She had not let him speak, “That is different. You have to live this life to know.”  She had picked up the “The Tale of Two Cities” lying on her desk, that she had got the unabridged version of, and waving it at his face had said, “See what poverty does to people. What the rich can do to the poor and how they take advantage of it. It can change peoples’ lives.”

Why had she over reacted? She could have been more sympathetic.

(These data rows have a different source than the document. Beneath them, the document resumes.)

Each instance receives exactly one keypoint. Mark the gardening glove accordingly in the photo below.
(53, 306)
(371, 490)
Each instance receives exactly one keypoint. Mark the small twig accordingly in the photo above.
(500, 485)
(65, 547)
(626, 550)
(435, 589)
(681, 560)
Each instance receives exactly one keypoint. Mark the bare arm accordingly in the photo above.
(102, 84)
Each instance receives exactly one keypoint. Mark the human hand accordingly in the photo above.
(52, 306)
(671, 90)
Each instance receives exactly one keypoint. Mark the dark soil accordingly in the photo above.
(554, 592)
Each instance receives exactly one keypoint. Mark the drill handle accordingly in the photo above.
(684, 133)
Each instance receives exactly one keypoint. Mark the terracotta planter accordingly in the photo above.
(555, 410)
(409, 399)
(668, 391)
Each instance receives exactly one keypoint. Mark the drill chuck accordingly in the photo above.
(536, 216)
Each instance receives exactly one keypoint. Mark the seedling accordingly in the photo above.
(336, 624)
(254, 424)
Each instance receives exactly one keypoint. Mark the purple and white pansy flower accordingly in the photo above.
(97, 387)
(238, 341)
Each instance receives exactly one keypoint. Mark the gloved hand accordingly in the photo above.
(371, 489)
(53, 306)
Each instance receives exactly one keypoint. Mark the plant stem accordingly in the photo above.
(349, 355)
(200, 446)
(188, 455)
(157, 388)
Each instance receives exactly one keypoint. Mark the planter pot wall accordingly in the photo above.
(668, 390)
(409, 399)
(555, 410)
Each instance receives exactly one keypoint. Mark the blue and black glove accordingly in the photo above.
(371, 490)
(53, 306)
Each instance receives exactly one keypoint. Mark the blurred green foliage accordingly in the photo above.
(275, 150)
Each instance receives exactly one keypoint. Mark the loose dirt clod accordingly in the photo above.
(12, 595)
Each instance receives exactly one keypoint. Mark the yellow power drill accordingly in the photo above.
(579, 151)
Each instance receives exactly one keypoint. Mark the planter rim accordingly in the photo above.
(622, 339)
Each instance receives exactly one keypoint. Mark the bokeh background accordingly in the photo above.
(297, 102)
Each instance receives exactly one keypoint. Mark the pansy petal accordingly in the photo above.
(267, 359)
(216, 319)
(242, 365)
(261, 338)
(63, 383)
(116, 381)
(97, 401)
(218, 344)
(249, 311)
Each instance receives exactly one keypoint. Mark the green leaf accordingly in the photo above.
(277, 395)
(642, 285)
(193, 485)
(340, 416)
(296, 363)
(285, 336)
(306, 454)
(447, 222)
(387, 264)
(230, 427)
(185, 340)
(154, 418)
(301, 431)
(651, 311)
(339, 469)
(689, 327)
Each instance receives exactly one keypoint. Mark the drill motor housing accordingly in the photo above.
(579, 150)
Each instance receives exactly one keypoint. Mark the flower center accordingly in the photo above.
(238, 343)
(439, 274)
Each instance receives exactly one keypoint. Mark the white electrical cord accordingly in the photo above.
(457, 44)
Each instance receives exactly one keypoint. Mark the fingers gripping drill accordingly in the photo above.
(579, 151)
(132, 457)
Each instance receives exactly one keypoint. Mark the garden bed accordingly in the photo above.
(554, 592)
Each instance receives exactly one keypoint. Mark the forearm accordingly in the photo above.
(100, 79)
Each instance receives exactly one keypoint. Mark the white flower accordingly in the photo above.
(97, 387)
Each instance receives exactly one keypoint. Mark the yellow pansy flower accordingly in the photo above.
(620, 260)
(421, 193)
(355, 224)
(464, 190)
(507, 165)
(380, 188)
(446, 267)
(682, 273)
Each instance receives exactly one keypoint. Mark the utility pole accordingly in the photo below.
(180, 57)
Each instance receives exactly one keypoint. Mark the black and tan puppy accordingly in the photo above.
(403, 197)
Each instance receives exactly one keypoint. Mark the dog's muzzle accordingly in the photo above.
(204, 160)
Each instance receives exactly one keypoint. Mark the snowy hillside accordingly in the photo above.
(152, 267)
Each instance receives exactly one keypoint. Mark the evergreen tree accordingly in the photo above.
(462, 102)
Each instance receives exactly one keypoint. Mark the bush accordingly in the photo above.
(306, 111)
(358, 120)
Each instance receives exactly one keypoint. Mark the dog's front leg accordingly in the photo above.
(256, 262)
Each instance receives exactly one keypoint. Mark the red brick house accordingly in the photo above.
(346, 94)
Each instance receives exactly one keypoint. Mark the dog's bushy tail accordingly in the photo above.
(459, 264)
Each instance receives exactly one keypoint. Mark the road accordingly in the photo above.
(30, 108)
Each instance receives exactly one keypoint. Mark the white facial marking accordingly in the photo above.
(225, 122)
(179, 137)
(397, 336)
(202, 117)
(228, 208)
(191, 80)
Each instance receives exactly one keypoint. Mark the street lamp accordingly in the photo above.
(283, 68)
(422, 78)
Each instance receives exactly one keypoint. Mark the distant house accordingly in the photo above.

He had never shown an attachment to his wealth in his ways. She had not seen him go out to party or flaunt his dad’s glitzy new cars. He had not wanted to go for an international education. He had been so supportive of her and her family’s situation and had helped them with opportunities and sometimes even monetarily. It was her fortune that she had got into the school with Shweta due to the generosity of the school management where Arvind’s father was the board member. Arvind had somehow made sure she and her younger brother went through school without having financial worries.

Hearing her reaction, Arvind had just stood there looking down. He opened his mouth to say something, but closed it. He tried again and then gave up. He had then turned around and left.

She had not heard from him since then. She looked back into the book and saw she was on page nineteen. What had happened from page seventeen anyway? She turned the pages back angrily. Then she looked at her watch. Wow! She should have reached by now. Why was the bus taking forever for this short ride? She shut her book, put it in her handbag and quickly cleaned up her windblown hair with her hand. She adjusted her dupatta over her head to protect from the sun outside as she stepped off. She sat up straight with the bag on her shoulder and ready to run off the bus the moment it stopped and the door opened.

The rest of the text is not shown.